Defendants filed pleas to the jurisdiction and now insist that the court erred in overruling them. In this connection it is contended that this action is purely a local one, being one for injury to realestate and, since the land was situated in another state, the courts of Missouri lacked jurisdiction over the subject matter.

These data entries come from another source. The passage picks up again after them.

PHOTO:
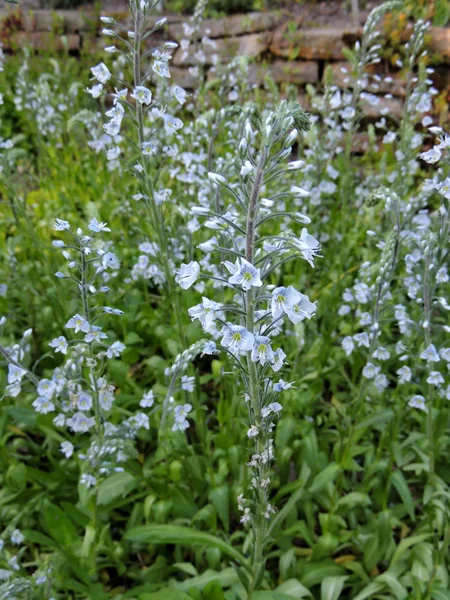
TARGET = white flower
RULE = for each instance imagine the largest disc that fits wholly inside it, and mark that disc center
(206, 312)
(148, 400)
(370, 371)
(435, 378)
(303, 309)
(180, 94)
(110, 260)
(308, 246)
(418, 402)
(187, 383)
(79, 422)
(67, 449)
(115, 349)
(432, 156)
(252, 432)
(59, 344)
(142, 95)
(278, 359)
(95, 91)
(243, 274)
(404, 374)
(78, 323)
(17, 537)
(15, 373)
(237, 338)
(61, 225)
(187, 275)
(262, 352)
(95, 333)
(101, 73)
(161, 68)
(96, 226)
(430, 354)
(43, 405)
(273, 407)
(47, 388)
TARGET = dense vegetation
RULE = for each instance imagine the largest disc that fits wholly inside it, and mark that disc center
(224, 331)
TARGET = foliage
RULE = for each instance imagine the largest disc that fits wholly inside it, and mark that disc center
(160, 489)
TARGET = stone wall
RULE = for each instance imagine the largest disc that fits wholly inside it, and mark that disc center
(293, 53)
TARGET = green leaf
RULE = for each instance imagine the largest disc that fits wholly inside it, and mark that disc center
(220, 498)
(407, 543)
(331, 587)
(173, 534)
(165, 594)
(326, 476)
(116, 486)
(382, 416)
(399, 482)
(294, 589)
(58, 525)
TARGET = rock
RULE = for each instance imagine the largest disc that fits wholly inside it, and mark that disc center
(440, 42)
(295, 72)
(324, 44)
(341, 77)
(230, 26)
(246, 45)
(183, 78)
(40, 40)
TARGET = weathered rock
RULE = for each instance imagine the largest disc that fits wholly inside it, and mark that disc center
(232, 26)
(295, 72)
(341, 77)
(325, 44)
(246, 45)
(183, 78)
(40, 40)
(440, 42)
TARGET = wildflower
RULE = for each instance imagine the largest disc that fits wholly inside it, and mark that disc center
(187, 275)
(180, 414)
(78, 323)
(278, 359)
(80, 423)
(206, 312)
(435, 378)
(430, 354)
(115, 350)
(308, 246)
(161, 68)
(59, 344)
(43, 405)
(187, 383)
(101, 73)
(180, 94)
(17, 537)
(15, 373)
(148, 400)
(432, 156)
(67, 449)
(47, 388)
(282, 385)
(142, 95)
(61, 225)
(243, 274)
(237, 338)
(418, 401)
(252, 432)
(110, 260)
(262, 352)
(404, 374)
(303, 309)
(273, 407)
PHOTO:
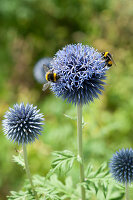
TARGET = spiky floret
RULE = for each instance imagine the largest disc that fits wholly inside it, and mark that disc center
(22, 124)
(121, 166)
(39, 72)
(81, 70)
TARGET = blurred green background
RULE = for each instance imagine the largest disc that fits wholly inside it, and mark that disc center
(33, 29)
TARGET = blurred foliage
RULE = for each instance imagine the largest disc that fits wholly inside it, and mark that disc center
(33, 29)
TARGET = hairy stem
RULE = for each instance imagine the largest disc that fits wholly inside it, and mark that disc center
(80, 153)
(28, 169)
(126, 191)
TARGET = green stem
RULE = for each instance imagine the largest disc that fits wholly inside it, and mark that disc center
(28, 169)
(126, 191)
(80, 153)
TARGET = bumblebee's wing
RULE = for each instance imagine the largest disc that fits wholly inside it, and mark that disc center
(111, 58)
(46, 69)
(45, 86)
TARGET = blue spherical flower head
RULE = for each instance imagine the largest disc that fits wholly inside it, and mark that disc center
(39, 72)
(82, 73)
(23, 124)
(121, 166)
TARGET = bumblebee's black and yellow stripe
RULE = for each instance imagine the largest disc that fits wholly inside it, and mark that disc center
(108, 59)
(51, 76)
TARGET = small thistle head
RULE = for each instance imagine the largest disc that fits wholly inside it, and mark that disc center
(23, 124)
(39, 72)
(81, 70)
(121, 166)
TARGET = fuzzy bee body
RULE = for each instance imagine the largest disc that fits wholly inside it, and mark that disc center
(50, 76)
(108, 59)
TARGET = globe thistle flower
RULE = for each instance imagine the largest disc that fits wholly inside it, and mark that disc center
(39, 72)
(121, 166)
(22, 124)
(82, 71)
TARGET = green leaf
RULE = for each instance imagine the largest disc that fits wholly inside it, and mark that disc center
(101, 184)
(19, 196)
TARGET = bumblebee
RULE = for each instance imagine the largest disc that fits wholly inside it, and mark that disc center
(50, 76)
(108, 59)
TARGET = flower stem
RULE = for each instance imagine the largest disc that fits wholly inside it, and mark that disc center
(28, 169)
(80, 153)
(126, 191)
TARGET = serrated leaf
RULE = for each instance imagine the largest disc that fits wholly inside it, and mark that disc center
(19, 196)
(63, 162)
(99, 183)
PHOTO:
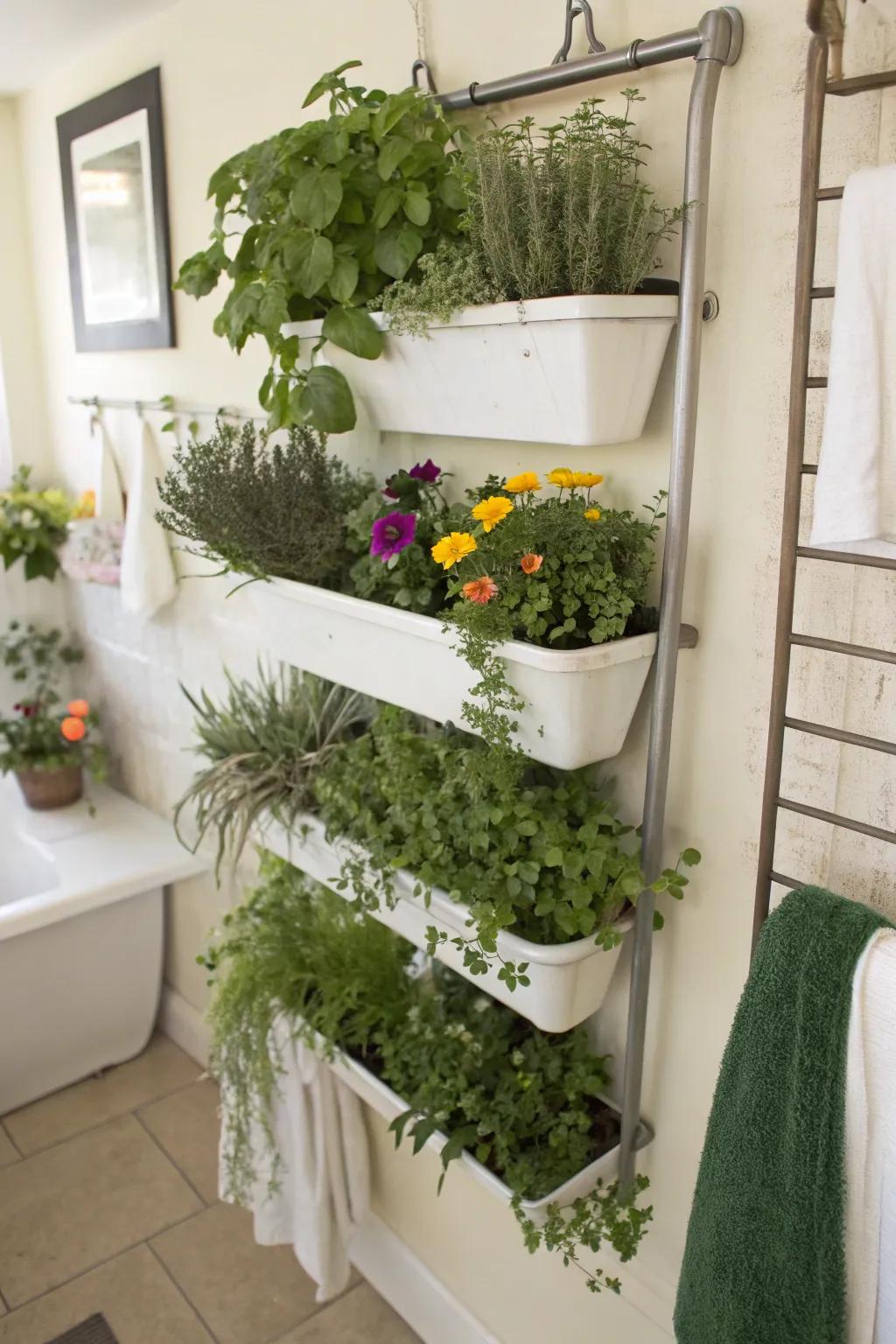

It is admitted by both parties hereto that the nature of this action is one for damages for trespass to realestate. Under the common law, which has been followed by a great majority of the courts of this country, an action for trespass to realestate is considered a local action, and cannot be brought in any state other than where the property is situated. Although this rule has been severely criticized by some of the courts they have felt constrained to follow it because it is firmly embedded in the common law. (See 14 Am J.P. pp.432,433.) However, it has been held, in this state, by our Supreme Court, that by reason of the venue statutes of this state, actions affecting realestate are not local unless they directly affect the title. (Coleman v. Lucksinger, 224 Mo. 1, 123 S.W. 441. See, also, Gregg v. The Union Pac. Ry. Co., 48 Mo.App. 494; Hannibal & St. Jos. R.R. Co. v. Mahoney, 42 Mo. 467; Rothrook v. Cordz-Fisher Lbr. Co., 146 Mo. 57, 47 S.W. 907; ...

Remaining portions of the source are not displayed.